Descrizione della Sardegna interna. Nell’autunno del 1992, quindi tanti anni fa, il regista David MacDougall, della Bbc in collaborazione con l’Isre, realizzò il bellissimo film-documentario: Tempus de Baristas. Vi si analizza il modo di pensare e vivere di tre caprai di Urzulei. Pietro, diciassettenne, aiuta il padre Franchiscu nel governo delle capre, ma va anche a scuola e veste e si diverte come i suoi coetanei, nella piazza del paese. Il suo amico Miminu, quarantenne, invece gestisce in solitudine, il grande gregge di capre della sua famiglia. E lui si trova davanti un futuro più che incerto. Va tutto male: la produzione pastorizia di un tempo non trova mercato pur richiedendo molta fatica e tempo sacrificale. Lui non va in piazza per festeggiare: il suo tempo è assorbito dalla custodia delle capre e dal mungere e fare il formaggio. Pietro e Miminu hanno 20 anni di differenza anagrafica ma, già allora, quando si iniziava timidamente e poi impositivamente a parlare di globalizzazione, erano due mondi diversi. Oggi questa diversità la si nota nell’arco di due fratelli nati a due anni di distanza, tra una generazione contigua all’altra. Il mutamento sociale ha la sembianza di una macchina da Formula 1: la cambi ogni anno. Perdonatemi se dico che anche mogli e mariti, troppo spesso, hanno qualcosa di simile all’automobile.  

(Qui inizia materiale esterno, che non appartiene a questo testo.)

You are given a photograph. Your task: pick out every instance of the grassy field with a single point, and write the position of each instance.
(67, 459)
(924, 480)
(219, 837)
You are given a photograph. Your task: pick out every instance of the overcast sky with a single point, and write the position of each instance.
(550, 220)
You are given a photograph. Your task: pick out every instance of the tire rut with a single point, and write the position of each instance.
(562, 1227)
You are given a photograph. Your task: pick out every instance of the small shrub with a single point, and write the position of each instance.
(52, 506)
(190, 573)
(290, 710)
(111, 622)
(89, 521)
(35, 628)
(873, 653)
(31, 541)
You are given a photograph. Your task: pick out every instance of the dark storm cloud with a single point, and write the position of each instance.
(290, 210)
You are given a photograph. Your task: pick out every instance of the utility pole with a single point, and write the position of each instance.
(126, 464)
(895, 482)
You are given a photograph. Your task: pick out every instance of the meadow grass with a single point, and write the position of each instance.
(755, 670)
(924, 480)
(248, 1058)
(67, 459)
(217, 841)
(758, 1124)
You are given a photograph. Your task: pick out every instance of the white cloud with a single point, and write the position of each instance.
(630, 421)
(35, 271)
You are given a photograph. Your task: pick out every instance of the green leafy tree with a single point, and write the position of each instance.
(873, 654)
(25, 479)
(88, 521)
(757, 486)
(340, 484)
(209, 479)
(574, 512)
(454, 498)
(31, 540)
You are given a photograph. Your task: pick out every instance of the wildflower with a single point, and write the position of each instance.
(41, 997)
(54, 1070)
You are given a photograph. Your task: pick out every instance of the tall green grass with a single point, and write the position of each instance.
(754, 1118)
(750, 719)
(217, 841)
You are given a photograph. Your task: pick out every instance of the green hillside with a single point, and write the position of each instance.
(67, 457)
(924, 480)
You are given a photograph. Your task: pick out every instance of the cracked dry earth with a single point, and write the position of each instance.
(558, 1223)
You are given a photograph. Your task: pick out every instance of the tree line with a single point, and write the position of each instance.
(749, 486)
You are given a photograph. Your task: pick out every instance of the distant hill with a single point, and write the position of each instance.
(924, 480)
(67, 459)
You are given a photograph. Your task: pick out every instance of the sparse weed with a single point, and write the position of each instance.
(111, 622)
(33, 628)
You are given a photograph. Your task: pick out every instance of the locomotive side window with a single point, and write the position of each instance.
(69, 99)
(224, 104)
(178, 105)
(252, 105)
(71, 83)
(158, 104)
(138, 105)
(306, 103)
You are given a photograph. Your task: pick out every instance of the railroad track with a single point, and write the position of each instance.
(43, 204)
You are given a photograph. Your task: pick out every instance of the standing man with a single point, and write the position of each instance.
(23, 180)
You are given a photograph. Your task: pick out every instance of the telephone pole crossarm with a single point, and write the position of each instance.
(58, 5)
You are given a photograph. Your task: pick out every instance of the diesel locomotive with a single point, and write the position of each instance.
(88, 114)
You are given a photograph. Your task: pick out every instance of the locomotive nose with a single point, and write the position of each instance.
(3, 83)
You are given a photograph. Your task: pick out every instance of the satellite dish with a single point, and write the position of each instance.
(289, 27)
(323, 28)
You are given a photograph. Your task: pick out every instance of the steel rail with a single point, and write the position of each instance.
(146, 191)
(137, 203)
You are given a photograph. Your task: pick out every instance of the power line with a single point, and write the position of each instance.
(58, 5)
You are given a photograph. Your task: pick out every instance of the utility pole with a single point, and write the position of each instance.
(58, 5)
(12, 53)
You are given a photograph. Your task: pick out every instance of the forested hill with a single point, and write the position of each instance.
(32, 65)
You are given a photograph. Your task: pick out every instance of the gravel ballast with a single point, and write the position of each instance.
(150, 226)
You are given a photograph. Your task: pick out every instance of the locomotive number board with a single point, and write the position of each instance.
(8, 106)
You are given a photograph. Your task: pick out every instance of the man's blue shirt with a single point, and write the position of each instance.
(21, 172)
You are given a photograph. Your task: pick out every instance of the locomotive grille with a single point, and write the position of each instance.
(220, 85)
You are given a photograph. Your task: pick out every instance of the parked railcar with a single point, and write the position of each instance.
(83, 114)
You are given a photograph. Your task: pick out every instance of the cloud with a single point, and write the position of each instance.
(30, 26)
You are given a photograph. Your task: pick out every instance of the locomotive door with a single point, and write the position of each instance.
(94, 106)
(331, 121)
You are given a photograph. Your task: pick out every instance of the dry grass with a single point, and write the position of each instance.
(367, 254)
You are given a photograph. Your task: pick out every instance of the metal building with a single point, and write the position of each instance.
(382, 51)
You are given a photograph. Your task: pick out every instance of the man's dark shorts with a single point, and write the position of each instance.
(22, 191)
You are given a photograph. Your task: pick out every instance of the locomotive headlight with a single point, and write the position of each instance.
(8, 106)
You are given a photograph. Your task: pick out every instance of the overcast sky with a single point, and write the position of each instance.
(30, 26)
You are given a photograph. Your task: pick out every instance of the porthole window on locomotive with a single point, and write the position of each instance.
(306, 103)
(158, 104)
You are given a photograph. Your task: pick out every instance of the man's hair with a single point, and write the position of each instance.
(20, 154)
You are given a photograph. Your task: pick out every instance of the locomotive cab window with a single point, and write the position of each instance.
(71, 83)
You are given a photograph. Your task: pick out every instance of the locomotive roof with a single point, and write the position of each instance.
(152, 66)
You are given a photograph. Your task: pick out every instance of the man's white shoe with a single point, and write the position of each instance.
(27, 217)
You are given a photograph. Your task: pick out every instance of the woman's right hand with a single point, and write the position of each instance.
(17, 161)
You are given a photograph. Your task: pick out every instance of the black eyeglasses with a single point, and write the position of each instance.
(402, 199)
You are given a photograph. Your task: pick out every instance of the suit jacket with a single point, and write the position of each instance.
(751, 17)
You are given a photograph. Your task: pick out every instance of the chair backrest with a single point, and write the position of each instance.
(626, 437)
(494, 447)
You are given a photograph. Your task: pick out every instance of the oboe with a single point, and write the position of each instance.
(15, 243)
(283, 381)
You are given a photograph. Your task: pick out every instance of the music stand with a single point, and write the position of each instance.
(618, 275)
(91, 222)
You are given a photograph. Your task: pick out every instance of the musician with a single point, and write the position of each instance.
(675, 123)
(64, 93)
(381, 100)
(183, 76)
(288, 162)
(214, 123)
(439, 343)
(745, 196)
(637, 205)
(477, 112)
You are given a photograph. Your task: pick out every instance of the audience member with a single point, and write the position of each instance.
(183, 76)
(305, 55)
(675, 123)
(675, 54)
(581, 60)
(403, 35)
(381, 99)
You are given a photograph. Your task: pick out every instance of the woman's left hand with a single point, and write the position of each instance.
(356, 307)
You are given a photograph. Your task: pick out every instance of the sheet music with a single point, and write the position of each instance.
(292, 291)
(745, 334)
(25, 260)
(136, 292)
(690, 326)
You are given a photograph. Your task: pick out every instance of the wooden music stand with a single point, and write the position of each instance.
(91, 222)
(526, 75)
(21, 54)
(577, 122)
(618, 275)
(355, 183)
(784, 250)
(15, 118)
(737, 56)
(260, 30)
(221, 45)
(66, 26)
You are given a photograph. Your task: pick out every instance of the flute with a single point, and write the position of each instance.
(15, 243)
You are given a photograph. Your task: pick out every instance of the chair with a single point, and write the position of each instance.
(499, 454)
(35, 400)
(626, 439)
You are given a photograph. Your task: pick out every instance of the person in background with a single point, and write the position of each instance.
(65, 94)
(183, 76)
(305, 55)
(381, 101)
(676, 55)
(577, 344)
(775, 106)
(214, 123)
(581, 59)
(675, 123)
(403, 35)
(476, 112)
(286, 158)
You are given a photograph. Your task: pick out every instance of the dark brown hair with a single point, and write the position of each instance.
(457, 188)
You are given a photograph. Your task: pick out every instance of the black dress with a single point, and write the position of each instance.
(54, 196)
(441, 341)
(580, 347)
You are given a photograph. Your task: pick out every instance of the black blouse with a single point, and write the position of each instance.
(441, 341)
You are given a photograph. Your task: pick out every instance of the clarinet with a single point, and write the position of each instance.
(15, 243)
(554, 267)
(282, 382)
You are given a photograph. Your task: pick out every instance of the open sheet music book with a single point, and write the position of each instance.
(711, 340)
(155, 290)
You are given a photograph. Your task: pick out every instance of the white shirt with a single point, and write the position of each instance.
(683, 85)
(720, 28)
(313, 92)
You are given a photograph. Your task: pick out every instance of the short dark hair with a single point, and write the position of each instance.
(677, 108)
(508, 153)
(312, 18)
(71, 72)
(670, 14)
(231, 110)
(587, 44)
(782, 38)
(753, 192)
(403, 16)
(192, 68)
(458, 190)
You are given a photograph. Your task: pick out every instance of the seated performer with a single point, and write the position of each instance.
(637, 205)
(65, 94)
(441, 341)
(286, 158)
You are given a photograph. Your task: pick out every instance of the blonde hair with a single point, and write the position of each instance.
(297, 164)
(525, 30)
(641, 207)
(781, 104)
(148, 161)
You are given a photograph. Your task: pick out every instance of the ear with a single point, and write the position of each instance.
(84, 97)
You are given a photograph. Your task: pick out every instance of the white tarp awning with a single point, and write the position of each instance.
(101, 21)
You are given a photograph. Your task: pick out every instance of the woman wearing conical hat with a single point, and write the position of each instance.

Miminu, mentre lavora il formaggio, ad un certo punto dice: «Oje est tempus de baristas, de ristorantes e ispiaggia». Quelle parole le ho sempre portate nel cuore perché valgono più di tanti convegni. Una considerazione che racchiude una storia, il passaggio da una identità ad un’altra, dal sogno alla realtà, dal quel che vorrei a quella più dura situazione che mi sta dinanzi. In quel docu-film c’è la voce dei senza voce, di coloro che percepiscono la radicalità dei cambiamenti senza poterci fare nulla. Ci sono l’ieri e l’oggi, affetti e sudore, passione e dovere. Pietro si diploma e va incontro ad altra bella ventura, il suo amico no. Non giudichiamo con gli occhiali di chi vince o perde.

Tutti siamo perdenti in una globalizzazione dove la Sardegna è diventata non più terra di pastori e di agricoltori, di facitori e custodi di beni inestimabili, ma di addetti alle pulizie di alberghi di proprietà continentali, di camerieri, commessi, giardinieri, manutentori… Abbiamo svenduto la terra e l’identità per un pugno di briciole. La nostra vera sconfitta consiste nel non aver saputo governare i cambiamenti sociali: li abbiamo assimilati acriticamente, uniformandoci al padrone incontrastato che è il denaro. Ci siamo omologati supinamente a “sa modernitate” buttando via l’acqua sporca ed il bambino. Non si tratta di rimpiangere il passato ma di salvare almeno un po’ delle nostre radici. Altrimenti diventiamo un grande parco giochi per i vacanzieri di turno e per gli avventurieri intenti a spolparci.